After attending Weapons School, Burt served for two years there as an instructor, assistant training flight commander, and training flight commander. From 2001 to 2004, she was assigned to Patch Barracks in Stuttgart, Germany, as a theater missile defense operations officer and the deputy chief of Special Technical Operations Branch of the United States European Command.

Burt then went back to the United States, studying for two years at the Air Command and Staff College and the School of Advanced Air and Space Studies at Maxwell Air Force Base, Alabama. From 2006 to 2008, she was assigned at Vandenberg Air Force Base, California, where she served as chief of the Combat Plans Division at the Joint Space Operations Center. During this time, he worked with then-Lieutenant Colonel B. Chance Saltzman during the 2007 Chinese anti-satellite missile test.

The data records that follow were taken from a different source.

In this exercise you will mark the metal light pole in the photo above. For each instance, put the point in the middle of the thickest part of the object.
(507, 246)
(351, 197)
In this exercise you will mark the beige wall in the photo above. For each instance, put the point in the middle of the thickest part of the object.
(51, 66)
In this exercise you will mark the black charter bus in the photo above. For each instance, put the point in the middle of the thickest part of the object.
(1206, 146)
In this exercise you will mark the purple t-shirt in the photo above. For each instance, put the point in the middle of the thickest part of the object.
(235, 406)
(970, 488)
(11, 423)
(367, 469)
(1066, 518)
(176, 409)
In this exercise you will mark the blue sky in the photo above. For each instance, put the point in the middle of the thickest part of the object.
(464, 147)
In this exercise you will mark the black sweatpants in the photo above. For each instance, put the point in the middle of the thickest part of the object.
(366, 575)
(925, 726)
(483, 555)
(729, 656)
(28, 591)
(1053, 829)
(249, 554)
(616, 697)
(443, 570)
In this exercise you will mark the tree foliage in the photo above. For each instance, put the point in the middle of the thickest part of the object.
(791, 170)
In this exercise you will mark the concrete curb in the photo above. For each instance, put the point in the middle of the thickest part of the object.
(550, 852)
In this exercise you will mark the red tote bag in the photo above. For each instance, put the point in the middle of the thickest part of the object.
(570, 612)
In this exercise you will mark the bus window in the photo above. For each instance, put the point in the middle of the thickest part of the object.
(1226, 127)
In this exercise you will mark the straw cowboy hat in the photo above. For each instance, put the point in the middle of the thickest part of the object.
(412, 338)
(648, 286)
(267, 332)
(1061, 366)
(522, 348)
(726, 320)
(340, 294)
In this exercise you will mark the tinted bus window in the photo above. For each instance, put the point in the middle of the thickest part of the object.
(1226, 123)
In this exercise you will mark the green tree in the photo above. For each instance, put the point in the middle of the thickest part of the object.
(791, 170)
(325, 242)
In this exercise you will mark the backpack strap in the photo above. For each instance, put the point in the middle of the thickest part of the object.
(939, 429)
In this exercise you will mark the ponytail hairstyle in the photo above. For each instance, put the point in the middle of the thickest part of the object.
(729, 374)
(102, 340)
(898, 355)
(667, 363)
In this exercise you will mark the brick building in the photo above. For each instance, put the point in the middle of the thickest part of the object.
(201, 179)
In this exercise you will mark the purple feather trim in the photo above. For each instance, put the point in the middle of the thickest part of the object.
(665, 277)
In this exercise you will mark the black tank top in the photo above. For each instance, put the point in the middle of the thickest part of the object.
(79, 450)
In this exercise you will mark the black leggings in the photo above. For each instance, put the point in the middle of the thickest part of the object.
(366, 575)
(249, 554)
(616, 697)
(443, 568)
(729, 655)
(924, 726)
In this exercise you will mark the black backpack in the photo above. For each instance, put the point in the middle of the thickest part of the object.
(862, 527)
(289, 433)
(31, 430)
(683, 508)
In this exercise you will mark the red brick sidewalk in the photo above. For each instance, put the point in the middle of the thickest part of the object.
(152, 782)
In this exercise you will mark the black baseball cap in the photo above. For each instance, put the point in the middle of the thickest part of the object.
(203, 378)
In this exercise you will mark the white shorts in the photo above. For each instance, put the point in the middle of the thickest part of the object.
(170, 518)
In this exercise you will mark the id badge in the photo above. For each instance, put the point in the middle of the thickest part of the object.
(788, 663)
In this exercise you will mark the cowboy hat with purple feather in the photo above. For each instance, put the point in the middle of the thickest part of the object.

In August 2008, Burt took command of the 2nd Space Operations Squadron (2 SOPS) at Schriever, operating the Global Positioning System. She served as commander of 2 SOPS for two years, after which she was assigned to Peterson Air Force Base in Colorado as chief of the Positioning, Navigation, and Timing Requirements Division of the Air Force Space Command (AFSPC).

From 2012 to 2014, Burt served as commander of the 460th Operations Group at Buckley Air Force Base, Colorado, overseeing missile warning units. After her second command tour, she was reassigned back to AFSPC as director of the commander's action group for a year. After that, she took command of the 50th Space Wing at Schriever, serving from 2015 to 2017.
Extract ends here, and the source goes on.